To Kill a Mockingbird

Too much, too young: Jemima Bennett (Scout). Photo credit: Johan Persson

Play: To Kill a Mockingbird
Theatre: The Lowry, Salford
Playwright: Adapted for the stage by Christopher Sergel
Director: Timothy Sheader

Review by Carl Palmer

The enchantment of Harper Lee’s Pulitzer Prize winning novel To Kill a Mockingbird is present from the start of Christopher Sergel’s stage adaptation of the beloved classic.

Judging from the excited school groups who filed into The Lowry, the story still resonates with audiences of all ages. Does this abiding touchstone in American literary and social history deliver theatrically? The answer is a resounding yes.

Whatever your experience of reading the book, your individual focus will be tested in this stage version of what is essentially a story about right and wrong when a black man is falsely accused of raping a white woman.

A quote from the book – “Shoot all the blue jays you want, if you can hit ’em, but remember it’s a sin to kill a mockingbird” – is an allegory and an indelible message that runs throughout the play and sticks to your conscience like a limpet.

When the cast assemble at the foot of the stage, each holding a different paperback copy of the novel, you instantly feel the audience is gathered to hear a reading of the text.

Told through the eyes of Scout Finch (played by the charming Jemima Bennett), and set in Alabama, the folksy guitar playing and singing, hop scotch lines and bushy tree, are beautifully nuanced touches. They define the world of Scout and her older brother Jem (Harry Bennett), as they fight and come to terms with some adult codes of living.

Young Dill (played beautifully by Leo Heller), newly arrived in their neighbourhood, befriends Scout and Jem. Dill’s estranged parents buy him everything he wants on condition he doesn’t bother them. Deeply cynical for someone so young, he says he intends to become a clown when he grows up. “There ain’t one thing in this world I can do about folks except laugh.”

But director Timothy Sheader makes sure there is no compromise when it comes to capturing the novel’s warmth and childish wonder through the admirable commitment of the young performers. Scout questions her lawyer father Atticus Finch (the effective Daniel Betts) on the uncomfortable realities of small town life in segregated 1930s Alabama, while we see Jem mature and provide insight into truth about their reclusive and mysterious neighbour Boo Radley (Christopher Akrill) and the ‘colour’ problem.

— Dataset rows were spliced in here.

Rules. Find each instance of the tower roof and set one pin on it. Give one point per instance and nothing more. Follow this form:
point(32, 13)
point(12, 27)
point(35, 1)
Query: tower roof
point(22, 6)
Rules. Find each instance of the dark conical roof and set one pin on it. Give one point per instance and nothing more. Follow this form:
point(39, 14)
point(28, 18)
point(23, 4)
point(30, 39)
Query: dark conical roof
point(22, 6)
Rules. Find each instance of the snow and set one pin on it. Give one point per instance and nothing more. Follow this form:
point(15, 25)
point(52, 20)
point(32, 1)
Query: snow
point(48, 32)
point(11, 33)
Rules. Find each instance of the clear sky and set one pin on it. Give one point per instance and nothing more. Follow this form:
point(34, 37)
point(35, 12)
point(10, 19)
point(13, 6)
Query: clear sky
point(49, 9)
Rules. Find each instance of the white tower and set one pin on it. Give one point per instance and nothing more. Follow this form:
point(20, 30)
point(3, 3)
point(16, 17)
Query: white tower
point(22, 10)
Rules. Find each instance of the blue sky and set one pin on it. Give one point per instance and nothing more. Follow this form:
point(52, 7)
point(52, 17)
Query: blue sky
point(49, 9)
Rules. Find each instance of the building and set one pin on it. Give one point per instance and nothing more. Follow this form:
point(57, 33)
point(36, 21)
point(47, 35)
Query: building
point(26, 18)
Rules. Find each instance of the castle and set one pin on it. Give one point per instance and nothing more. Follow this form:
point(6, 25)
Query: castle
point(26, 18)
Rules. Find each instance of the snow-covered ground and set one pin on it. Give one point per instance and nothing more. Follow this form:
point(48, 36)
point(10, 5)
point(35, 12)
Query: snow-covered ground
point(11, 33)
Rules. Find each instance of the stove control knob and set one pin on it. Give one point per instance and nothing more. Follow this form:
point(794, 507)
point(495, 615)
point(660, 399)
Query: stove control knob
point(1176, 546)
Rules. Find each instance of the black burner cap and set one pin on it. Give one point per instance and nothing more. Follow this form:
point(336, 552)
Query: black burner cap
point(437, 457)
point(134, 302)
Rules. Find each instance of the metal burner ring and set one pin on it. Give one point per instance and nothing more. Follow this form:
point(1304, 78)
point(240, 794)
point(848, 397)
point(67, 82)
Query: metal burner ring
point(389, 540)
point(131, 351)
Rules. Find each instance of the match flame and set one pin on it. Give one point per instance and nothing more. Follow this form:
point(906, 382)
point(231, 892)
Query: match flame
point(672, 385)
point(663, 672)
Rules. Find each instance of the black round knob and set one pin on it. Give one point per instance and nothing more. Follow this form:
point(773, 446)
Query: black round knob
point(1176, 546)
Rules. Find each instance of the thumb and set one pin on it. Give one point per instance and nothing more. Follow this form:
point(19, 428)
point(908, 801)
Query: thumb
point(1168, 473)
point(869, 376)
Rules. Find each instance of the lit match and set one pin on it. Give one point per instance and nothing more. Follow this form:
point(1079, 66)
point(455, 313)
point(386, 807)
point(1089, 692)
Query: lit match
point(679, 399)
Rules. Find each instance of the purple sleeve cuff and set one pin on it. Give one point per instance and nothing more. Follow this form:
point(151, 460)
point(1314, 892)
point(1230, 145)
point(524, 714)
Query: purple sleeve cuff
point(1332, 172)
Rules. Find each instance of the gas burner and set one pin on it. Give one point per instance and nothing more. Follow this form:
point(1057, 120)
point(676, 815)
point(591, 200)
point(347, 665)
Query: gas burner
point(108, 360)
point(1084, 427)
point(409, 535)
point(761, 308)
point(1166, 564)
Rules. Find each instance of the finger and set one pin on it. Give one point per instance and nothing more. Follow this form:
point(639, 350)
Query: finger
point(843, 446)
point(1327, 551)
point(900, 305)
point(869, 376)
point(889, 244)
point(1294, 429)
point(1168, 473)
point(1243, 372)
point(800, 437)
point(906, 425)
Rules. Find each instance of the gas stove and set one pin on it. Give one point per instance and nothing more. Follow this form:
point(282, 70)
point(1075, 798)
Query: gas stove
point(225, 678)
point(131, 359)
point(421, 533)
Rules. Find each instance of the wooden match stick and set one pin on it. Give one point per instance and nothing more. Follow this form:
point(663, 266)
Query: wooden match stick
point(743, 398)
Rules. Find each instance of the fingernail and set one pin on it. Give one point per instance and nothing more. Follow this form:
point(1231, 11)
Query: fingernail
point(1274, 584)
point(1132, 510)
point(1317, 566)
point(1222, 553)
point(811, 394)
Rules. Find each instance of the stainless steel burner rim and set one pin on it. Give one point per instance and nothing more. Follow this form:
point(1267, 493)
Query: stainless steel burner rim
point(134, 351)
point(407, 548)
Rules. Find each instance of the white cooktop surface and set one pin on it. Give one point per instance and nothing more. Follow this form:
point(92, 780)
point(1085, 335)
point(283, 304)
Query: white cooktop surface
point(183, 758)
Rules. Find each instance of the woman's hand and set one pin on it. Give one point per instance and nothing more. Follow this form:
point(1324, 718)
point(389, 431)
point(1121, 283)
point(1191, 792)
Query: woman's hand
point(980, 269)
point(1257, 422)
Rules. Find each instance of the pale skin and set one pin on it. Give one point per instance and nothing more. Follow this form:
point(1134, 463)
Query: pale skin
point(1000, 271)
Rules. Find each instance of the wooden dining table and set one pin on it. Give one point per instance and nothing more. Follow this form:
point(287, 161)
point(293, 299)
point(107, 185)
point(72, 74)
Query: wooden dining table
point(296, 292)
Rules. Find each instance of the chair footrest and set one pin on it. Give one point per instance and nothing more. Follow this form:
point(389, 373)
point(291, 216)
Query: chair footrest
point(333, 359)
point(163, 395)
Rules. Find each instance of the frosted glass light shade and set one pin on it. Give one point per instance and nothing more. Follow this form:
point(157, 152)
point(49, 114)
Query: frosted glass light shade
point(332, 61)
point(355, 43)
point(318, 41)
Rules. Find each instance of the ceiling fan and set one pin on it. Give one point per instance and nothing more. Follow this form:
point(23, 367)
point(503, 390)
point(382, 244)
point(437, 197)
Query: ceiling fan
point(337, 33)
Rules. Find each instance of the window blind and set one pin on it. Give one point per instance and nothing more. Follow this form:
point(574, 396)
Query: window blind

The depth of emotion portrayed by the young actors, as they give a powerful account of growing up amid virulent racial prejudice, is almost overwhelming. Not least during the second act which vividly describes the trial of Tom Robinson (a great Zackary Momoh), a black man charged with the capital offence of raping a white woman. Even though he realises that Tom has no chance of an acquittal, Atticus still takes on the case to champion truth and justice.

The subsequent courtroom scenes are impactful, and Momoh is excellent. He gives an emotional performance as Tom, which reduces at least one audience member to tears as the courtroom scene becomes increasingly tense and scary.

Atticus is coldly realistic and rational, and the courteous detachment with which he treats his children is well observed. “There are some men in this world,” Miss Maudie Atkinson (Natalie Grady) tells Jem, “who are born to do our unpleasant jobs for us.

Barring the occasional stray ‘dialect’, the production manages to sustain the drama of the narrative with many climaxes: the appearance of Boo Radley, the trial of Tom Robinson, the intensity of accuser Bob Ewell’s attack, and being forced to rethink Boo’s character when he saves the lives of Atticus’s children.

As well as the leads, there are great supporting performances. Susan Lawson-Reynolds as Calpurnia, Atticus’s cook and housekeeper who is the children’s substitute mother, is memorable and Ryan Pope is unforgettably vile as Bob Ewell who accuses Tom of raping his daughter.

There are some unpalatable consequences and racial epithets to absorb, but the symbolic weight of the young innocents, injured or destroyed through their contact with evil, resonates in this fine production.